After the elections, a member of SDSS, Boris Milošević, became a Deputy Prime Minister in a newly-formed Government. Soon after, the public started to ask if his appointment will be the first step in the process of normalization of relations between Croatia and Serbia. Furthermore, it was asked if Milošević will be the official representative of Serb national minority in Knin during the celebration of Victory Day on 5th August. Finally, the agreement was reached on a quid pro quo terms; Milošević will be present in Knin, while Tomo Medved, Minister of Croatian Veterans, will attend the commemoration in the village of Grubori, were six Serb civilians were killed by members of Croatian Army in the aftermath of Operation Storm. In his speech during the celebration, Prime Minister Andrej Plenković expressed his regret for civilian war crime victims committed by the Croatian side, a tragedy that can leave a scar on a just and defensive character of the Homeland War. Yet, he emphasized that after the Operation Storm, Croatia has made great efforts to ensure the return of Croatian Serbs who had to leave their homes during the wartime. In this context, Plenković argued that Croatian Serbs should not perceive this operation only as a cause of massive exodus from Croatia, but as a stronghold that marked the end of war years and offered them a possibility for eventual return.
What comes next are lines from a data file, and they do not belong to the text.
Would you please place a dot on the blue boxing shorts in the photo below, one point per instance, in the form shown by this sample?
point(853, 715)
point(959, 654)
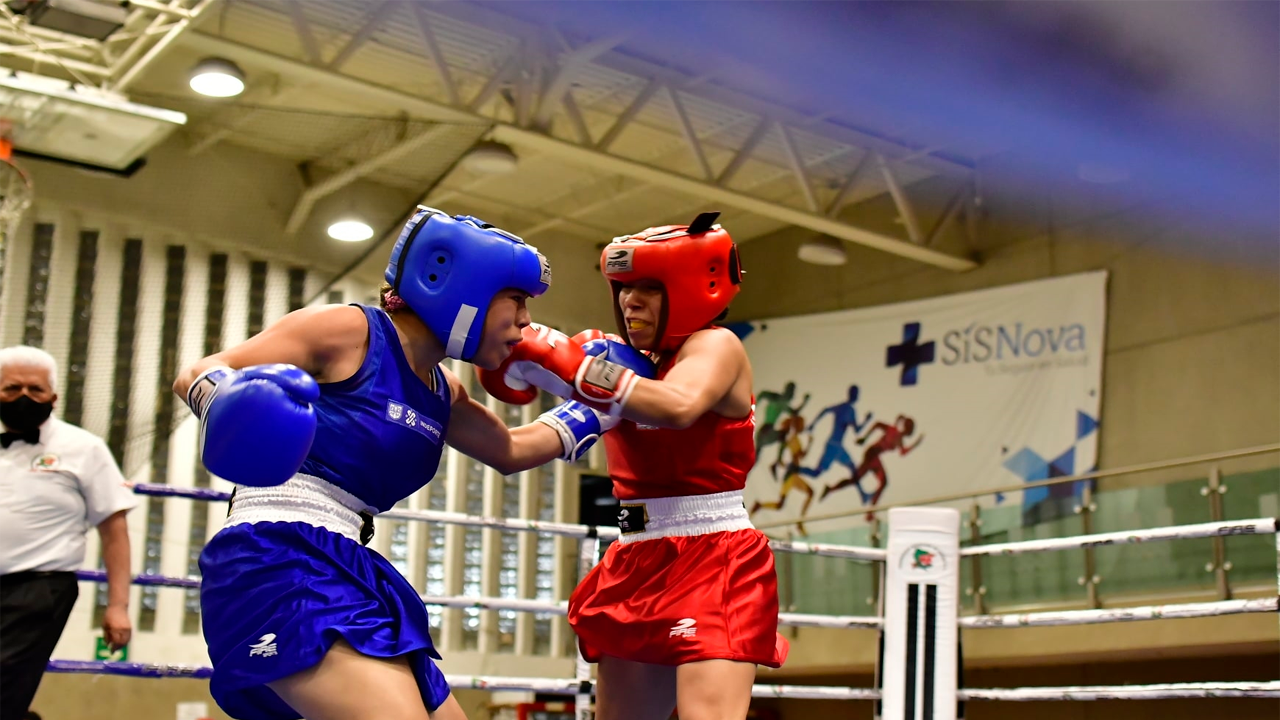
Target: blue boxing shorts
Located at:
point(283, 580)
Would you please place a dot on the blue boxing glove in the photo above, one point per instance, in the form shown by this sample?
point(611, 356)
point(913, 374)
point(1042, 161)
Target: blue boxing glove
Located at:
point(256, 424)
point(579, 427)
point(611, 349)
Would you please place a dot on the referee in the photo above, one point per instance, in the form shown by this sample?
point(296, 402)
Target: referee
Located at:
point(56, 481)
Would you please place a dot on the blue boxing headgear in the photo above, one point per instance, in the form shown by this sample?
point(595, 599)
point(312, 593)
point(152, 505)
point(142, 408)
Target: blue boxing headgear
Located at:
point(448, 269)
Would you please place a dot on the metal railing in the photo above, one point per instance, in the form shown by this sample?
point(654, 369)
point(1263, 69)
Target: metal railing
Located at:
point(1084, 506)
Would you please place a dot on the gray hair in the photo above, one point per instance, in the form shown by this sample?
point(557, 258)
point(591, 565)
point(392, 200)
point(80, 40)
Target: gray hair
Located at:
point(31, 356)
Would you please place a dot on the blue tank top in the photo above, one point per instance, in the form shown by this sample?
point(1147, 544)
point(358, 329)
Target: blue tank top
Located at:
point(380, 432)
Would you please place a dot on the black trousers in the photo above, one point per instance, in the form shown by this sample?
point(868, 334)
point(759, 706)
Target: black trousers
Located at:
point(33, 610)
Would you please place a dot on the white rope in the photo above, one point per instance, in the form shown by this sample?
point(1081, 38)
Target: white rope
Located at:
point(839, 621)
point(566, 529)
point(1123, 614)
point(552, 686)
point(521, 605)
point(1169, 691)
point(571, 686)
point(814, 692)
point(607, 533)
point(1261, 527)
point(851, 552)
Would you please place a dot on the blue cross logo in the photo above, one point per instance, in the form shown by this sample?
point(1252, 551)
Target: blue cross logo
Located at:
point(910, 354)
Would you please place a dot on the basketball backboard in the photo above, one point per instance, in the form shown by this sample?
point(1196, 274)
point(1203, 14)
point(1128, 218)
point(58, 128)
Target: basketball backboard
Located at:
point(54, 119)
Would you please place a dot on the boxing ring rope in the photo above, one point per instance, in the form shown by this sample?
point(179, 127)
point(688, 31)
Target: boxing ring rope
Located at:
point(1228, 528)
point(583, 687)
point(563, 529)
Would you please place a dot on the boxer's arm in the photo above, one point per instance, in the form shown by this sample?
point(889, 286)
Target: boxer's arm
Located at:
point(478, 432)
point(707, 369)
point(311, 338)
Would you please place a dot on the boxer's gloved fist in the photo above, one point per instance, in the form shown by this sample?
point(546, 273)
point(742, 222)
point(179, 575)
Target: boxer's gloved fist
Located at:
point(611, 354)
point(579, 427)
point(256, 424)
point(517, 379)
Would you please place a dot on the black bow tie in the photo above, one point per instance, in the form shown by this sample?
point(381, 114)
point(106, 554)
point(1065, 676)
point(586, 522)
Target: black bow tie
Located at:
point(30, 437)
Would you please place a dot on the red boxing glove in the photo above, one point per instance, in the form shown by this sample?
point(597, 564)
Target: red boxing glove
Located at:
point(588, 336)
point(504, 386)
point(553, 361)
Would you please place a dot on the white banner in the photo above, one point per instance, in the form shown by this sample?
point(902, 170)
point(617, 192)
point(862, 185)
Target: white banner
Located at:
point(910, 401)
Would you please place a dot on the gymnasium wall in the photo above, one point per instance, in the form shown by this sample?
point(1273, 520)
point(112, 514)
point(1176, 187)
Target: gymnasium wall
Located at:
point(1193, 311)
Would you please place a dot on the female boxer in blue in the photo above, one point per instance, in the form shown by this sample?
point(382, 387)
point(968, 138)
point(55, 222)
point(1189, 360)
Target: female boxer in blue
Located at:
point(333, 414)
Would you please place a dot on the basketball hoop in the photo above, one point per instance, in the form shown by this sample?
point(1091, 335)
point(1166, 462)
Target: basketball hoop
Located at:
point(16, 188)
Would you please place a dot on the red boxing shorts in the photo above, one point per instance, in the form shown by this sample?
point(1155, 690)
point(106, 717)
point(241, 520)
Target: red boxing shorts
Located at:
point(690, 580)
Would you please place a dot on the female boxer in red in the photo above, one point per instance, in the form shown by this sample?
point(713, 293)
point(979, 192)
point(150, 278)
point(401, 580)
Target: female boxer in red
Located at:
point(685, 605)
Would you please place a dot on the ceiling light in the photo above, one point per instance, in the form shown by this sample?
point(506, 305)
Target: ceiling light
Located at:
point(824, 251)
point(351, 231)
point(490, 158)
point(216, 77)
point(1101, 173)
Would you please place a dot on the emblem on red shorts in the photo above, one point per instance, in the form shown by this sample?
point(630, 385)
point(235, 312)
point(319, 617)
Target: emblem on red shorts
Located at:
point(923, 559)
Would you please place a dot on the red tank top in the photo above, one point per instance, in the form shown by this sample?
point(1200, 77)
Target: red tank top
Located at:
point(712, 455)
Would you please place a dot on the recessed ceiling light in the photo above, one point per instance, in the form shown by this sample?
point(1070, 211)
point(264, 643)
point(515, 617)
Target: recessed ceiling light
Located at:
point(826, 251)
point(216, 77)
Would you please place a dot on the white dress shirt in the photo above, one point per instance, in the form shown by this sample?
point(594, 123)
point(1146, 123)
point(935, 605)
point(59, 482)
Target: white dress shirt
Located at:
point(51, 493)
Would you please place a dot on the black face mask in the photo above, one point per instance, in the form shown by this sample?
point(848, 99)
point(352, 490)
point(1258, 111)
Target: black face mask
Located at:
point(24, 414)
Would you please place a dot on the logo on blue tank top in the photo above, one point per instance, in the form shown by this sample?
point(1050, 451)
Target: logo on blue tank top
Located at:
point(405, 415)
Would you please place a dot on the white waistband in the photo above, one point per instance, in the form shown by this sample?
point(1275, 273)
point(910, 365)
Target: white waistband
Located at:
point(688, 515)
point(302, 499)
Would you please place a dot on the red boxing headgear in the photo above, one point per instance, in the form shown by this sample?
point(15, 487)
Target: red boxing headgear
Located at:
point(696, 265)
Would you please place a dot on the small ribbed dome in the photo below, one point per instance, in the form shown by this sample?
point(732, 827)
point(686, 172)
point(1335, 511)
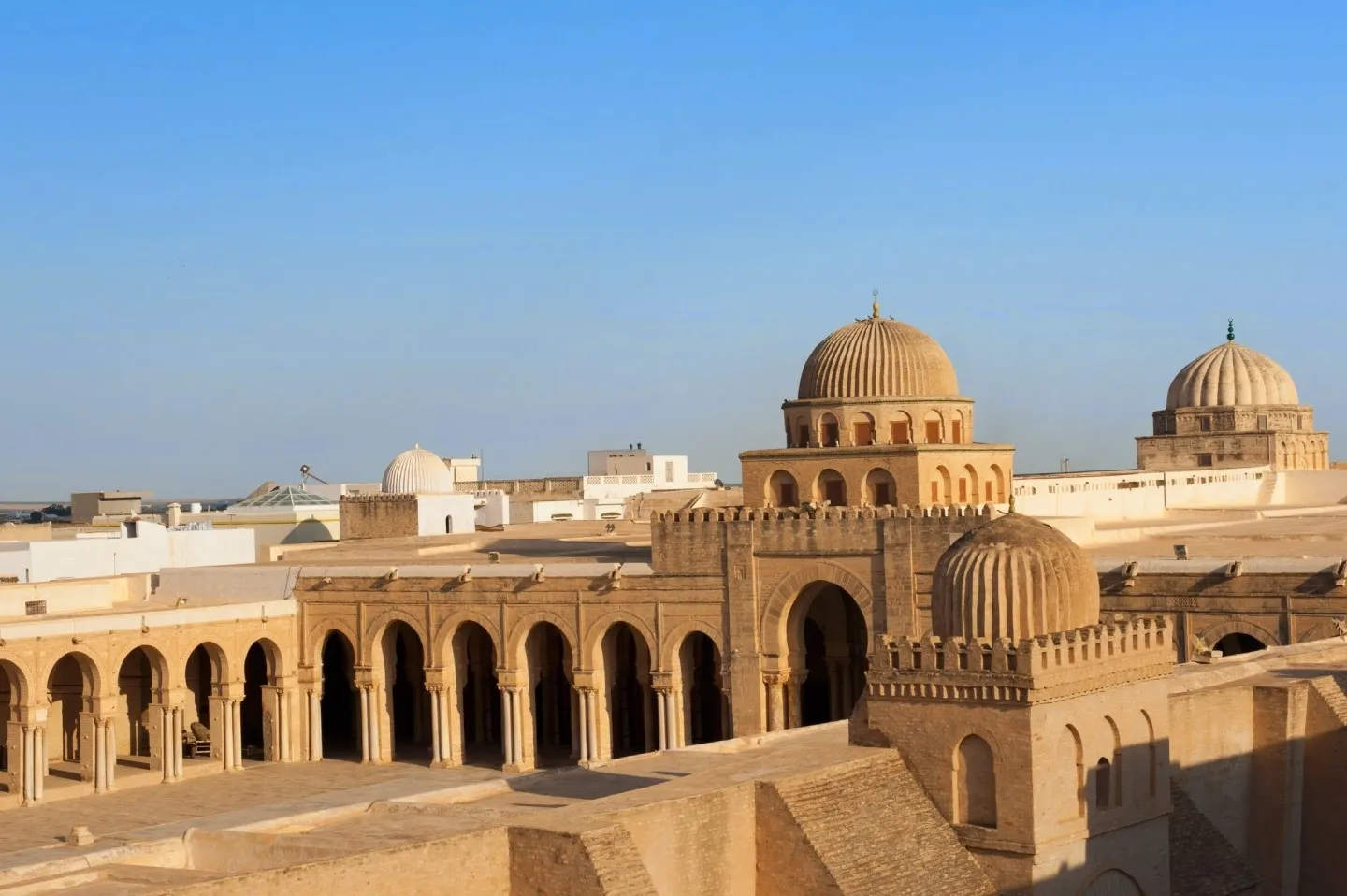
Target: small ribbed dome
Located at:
point(1231, 375)
point(418, 471)
point(877, 357)
point(1013, 578)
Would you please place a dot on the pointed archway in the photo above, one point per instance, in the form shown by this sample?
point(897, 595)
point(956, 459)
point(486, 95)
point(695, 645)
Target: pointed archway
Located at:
point(547, 659)
point(702, 687)
point(404, 693)
point(339, 706)
point(827, 647)
point(630, 702)
point(478, 694)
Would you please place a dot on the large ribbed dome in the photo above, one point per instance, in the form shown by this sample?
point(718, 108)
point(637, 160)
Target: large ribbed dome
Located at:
point(1013, 578)
point(877, 357)
point(1231, 375)
point(418, 471)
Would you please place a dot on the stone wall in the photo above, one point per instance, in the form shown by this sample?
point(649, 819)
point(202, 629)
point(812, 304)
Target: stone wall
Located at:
point(379, 516)
point(480, 862)
point(1277, 606)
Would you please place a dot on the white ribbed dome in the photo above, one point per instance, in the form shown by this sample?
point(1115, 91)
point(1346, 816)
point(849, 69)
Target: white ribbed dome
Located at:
point(1231, 375)
point(1013, 578)
point(418, 471)
point(877, 357)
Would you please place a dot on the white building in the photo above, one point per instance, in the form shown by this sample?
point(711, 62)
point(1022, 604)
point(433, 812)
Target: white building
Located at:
point(615, 477)
point(440, 508)
point(138, 546)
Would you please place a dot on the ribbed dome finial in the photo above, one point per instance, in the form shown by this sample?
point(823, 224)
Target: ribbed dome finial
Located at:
point(418, 471)
point(877, 357)
point(1231, 375)
point(1013, 578)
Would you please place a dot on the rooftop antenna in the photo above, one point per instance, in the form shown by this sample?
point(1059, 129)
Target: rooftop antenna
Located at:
point(309, 474)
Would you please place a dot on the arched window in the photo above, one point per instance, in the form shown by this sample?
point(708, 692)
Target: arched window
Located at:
point(1071, 756)
point(862, 428)
point(934, 427)
point(1113, 883)
point(783, 491)
point(942, 486)
point(974, 783)
point(1151, 754)
point(900, 430)
point(1116, 765)
point(830, 488)
point(829, 430)
point(1104, 783)
point(880, 488)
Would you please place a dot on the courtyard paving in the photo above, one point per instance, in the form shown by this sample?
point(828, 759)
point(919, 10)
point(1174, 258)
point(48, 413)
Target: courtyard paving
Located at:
point(155, 811)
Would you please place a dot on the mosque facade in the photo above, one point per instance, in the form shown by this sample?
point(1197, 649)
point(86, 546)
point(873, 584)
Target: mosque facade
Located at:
point(875, 577)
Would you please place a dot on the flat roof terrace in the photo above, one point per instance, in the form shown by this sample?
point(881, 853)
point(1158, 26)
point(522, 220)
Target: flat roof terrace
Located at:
point(577, 541)
point(1288, 532)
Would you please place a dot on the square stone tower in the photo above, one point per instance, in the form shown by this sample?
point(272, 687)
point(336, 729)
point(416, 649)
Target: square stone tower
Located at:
point(878, 421)
point(1040, 734)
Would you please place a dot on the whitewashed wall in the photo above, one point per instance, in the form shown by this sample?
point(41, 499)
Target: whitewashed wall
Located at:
point(432, 510)
point(1142, 495)
point(152, 549)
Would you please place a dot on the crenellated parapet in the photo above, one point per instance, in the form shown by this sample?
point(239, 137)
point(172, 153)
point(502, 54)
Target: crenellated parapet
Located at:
point(863, 513)
point(1031, 670)
point(697, 541)
point(379, 498)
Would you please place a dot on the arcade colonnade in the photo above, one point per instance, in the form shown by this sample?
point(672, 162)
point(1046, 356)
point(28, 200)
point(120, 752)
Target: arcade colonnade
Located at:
point(201, 698)
point(165, 703)
point(535, 698)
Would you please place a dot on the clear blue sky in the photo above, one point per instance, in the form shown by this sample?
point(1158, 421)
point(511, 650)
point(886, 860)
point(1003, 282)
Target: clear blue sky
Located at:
point(244, 238)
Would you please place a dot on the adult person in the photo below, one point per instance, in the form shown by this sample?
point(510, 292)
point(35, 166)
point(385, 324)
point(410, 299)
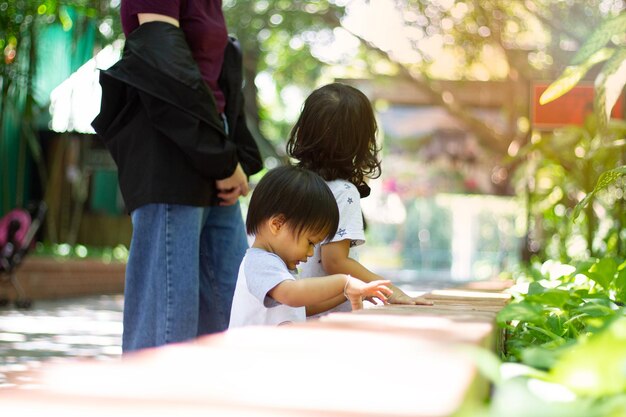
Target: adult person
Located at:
point(172, 118)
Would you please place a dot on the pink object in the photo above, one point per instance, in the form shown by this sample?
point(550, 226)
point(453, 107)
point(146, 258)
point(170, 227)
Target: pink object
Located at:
point(22, 217)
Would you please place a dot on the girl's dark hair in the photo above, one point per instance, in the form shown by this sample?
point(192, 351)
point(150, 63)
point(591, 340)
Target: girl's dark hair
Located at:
point(300, 195)
point(335, 135)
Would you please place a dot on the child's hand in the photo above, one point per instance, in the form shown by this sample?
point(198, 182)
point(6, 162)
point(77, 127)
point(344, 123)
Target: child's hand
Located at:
point(400, 297)
point(355, 290)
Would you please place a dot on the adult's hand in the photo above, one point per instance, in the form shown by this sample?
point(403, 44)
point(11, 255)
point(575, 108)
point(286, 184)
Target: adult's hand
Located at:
point(229, 189)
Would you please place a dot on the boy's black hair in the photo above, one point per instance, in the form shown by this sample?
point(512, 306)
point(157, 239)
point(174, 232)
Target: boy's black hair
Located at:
point(298, 194)
point(335, 135)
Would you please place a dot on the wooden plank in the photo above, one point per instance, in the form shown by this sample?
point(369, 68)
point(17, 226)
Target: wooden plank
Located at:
point(383, 361)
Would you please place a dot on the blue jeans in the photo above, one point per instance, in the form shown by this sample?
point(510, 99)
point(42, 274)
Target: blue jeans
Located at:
point(181, 273)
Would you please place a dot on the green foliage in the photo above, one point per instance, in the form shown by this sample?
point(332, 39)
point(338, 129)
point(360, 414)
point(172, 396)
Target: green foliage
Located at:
point(560, 167)
point(572, 75)
point(607, 178)
point(599, 38)
point(611, 79)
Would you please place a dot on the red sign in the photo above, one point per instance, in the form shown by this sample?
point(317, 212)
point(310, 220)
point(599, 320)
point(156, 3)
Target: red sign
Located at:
point(570, 109)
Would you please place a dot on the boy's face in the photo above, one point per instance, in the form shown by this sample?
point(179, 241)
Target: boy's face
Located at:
point(294, 249)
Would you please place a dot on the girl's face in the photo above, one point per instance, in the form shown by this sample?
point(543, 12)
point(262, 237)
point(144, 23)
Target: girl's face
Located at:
point(294, 249)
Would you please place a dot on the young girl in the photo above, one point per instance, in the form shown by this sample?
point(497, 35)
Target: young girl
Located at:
point(335, 137)
point(291, 210)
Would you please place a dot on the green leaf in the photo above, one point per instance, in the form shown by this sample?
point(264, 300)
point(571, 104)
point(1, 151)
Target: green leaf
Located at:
point(594, 310)
point(551, 297)
point(609, 85)
point(572, 74)
point(595, 367)
point(620, 286)
point(604, 181)
point(600, 37)
point(603, 272)
point(522, 311)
President of Republic, Zoran Milanović, also recognized the crimes committed during the war but said that both sides still have to learn from past mistakes in order to avoid any future conflict. He welcomed the presence of Boris Milošević and underlined that it was a great effort made by Deputy Prime Minister to come and celebrate this event with the people of Knin and the rest of Croatia. Many analysts addressed the terminology used by Milanović when he said that this was a “celebration”, not a “commemoration”. By using these exact words, and with attendance of Boris Milošević, the representatives of Croatian Serbs have de facto recognized the Operation Storm as a just military action that ended the war. However, Serbian president Aleksandar Vučić expressed his dissatisfaction with Milošević, saying that the decision on Milošević’s attendance in Knin was not communicated with official Belgrade, while Milošević himself claimed that Serbia was informed about everything but the decision was finally made by SDSS and Croatian Serbs. Later in August, during the commemoration for Serbian war victims, Vedran Matić, an envoy of Serbian president, commented that for the first time in

3 history of two countries, “joint commemorations are being organized and that this policy should be a foundation for a stable and permanent process of reconciliation and dealing with the past”.

Conclusion

Whether or not a new discourse in the Croatian-Serb relations has been created, one still has to determine if both sides are willing to take the full responsibility for everything that has happened in 1990s. The celebration in Knin and commemoration in Grubori were for the most part symbolic, yet, the oral recognition of past mistakes from representatives of both sides could give a much-needed impetus for institutional transition that would encompass policy changes and specific actions, in addition to kind words and symbolism.